The S&P is going to be probably, what, 20%, 24% depending what happens this month-- but it's next year. And the Fed's decision on the 14th and 15th of this month is going to impact setting us up for 2022. What, Randy, do you think they could get wrong?
RANDY FREDERICK: Well, I agree with Jack again on this point. And I think this is a very important thing-- tapering is not tightening. We keep saying that. There's no reason the Fed has to either be in tightening or tapering. They don't have to be in easing or tightening mode all at the same-- one or the other. They can just be in neutral mode.
And it's been my belief all along, and I don't believe Omicron changes that at all, that this tapering process is going to take somewhere between maybe four and seven months. They can, again, adjust that up or down, forward or back based on what the data is telling them in the meantime, because that's still another six, seven months out. And then they're likely to not do anything for several months.
In fact, the last time the Fed went through a tapering process, if you remember, they waited an entire year before they actually started the first rate hike. And, frankly, I think that's exactly what we're going to see this time. This tapering could end anywhere, again, like I said, maybe may, June, July, August, or something like that.

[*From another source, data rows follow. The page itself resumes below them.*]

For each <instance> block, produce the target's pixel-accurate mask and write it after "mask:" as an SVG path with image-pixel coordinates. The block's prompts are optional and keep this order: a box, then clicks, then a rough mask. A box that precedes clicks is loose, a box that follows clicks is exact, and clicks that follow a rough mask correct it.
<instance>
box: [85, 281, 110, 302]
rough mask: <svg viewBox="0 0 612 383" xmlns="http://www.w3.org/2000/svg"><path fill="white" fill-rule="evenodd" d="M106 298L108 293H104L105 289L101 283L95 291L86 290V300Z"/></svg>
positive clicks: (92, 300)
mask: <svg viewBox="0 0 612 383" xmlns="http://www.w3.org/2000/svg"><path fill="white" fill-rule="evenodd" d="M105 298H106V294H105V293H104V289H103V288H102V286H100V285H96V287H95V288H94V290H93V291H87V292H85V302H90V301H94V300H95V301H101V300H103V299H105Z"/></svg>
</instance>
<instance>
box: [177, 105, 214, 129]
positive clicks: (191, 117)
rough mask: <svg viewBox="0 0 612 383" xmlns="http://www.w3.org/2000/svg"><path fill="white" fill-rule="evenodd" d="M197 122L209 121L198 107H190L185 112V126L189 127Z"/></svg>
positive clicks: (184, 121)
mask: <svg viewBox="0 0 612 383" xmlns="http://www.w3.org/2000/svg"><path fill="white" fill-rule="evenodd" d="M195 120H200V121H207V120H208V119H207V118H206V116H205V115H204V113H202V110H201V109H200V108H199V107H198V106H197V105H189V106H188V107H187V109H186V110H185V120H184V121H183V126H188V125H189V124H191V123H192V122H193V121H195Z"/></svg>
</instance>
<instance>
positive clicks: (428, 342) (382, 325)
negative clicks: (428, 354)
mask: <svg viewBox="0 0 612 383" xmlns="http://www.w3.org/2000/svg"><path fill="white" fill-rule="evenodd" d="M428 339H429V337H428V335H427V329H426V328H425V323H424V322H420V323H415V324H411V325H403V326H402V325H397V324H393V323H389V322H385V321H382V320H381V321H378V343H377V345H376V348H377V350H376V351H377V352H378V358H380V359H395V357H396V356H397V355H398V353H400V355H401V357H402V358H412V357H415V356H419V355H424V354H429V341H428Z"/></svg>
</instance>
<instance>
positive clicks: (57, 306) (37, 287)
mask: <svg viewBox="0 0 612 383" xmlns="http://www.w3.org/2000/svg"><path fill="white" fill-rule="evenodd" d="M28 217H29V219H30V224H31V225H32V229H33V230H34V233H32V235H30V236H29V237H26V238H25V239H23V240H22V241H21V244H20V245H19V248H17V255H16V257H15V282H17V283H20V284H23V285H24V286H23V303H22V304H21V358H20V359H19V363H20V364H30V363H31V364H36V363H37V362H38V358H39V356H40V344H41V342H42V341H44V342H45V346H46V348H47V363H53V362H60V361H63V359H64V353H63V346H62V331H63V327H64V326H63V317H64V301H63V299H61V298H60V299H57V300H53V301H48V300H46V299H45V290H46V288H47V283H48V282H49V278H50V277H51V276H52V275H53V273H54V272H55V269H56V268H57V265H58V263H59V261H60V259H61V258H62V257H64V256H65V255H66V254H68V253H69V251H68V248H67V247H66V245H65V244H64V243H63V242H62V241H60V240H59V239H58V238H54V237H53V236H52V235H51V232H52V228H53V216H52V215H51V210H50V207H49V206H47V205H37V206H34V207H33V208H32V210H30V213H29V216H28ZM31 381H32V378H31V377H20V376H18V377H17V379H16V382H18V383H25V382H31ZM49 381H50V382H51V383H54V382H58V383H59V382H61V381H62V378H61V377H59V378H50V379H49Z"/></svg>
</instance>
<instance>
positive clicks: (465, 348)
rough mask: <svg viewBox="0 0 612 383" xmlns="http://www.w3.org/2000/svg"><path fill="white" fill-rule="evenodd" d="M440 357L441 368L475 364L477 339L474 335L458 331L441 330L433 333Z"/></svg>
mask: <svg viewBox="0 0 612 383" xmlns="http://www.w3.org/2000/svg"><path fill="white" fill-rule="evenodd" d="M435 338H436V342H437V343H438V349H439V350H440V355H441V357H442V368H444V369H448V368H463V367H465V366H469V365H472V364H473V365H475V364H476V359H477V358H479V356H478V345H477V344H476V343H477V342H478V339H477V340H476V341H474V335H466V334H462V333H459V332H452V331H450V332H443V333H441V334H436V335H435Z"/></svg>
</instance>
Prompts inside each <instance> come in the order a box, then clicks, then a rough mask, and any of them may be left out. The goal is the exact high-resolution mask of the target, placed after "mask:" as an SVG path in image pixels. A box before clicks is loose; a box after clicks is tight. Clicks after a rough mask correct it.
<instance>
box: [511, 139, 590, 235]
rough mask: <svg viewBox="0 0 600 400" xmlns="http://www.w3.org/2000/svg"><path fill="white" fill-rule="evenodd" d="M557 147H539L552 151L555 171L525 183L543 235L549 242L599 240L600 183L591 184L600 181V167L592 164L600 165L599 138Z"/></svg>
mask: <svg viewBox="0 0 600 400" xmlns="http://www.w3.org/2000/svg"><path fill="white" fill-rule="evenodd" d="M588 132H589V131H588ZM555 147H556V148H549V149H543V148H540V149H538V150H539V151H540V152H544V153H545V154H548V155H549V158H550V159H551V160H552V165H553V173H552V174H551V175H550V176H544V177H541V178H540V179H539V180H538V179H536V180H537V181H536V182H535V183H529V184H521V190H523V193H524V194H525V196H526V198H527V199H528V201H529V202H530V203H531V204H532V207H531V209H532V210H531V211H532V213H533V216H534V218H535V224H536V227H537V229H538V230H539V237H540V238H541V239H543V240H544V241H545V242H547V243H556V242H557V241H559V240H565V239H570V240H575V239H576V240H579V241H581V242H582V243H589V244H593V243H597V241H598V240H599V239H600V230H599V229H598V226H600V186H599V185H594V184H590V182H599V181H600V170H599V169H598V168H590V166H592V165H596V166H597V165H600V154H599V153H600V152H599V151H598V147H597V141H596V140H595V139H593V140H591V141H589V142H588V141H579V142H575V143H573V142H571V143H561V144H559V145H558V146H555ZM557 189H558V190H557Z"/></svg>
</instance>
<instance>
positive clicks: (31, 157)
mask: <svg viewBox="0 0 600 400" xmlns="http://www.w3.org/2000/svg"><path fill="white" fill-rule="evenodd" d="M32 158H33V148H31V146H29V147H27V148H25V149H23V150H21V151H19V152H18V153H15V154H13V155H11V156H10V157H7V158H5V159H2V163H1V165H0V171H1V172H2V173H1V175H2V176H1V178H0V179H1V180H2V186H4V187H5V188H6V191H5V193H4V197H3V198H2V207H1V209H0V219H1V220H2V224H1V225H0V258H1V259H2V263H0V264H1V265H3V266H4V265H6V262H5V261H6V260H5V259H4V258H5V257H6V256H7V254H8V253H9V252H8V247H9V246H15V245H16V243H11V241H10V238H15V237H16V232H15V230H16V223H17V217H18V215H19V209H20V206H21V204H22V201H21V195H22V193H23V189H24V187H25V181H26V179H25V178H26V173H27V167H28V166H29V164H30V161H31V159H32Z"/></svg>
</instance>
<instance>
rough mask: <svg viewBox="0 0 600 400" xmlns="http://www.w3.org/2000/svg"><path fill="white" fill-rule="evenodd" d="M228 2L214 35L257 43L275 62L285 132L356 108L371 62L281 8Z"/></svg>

We're probably not going to see a rate hike until the very end of Q3, maybe even not until early Q4. And of course, all that can change between now and then because we're going to get enormous amounts of data, we're going to have lots of inflation metrics, employment metrics, you name it. But that's the current thinking, and I think the Fed will go into a neutral mode there for a while, which, frankly, would be a good thing. I, and I think everyone else, would love to see the market just move on fundamentals for once.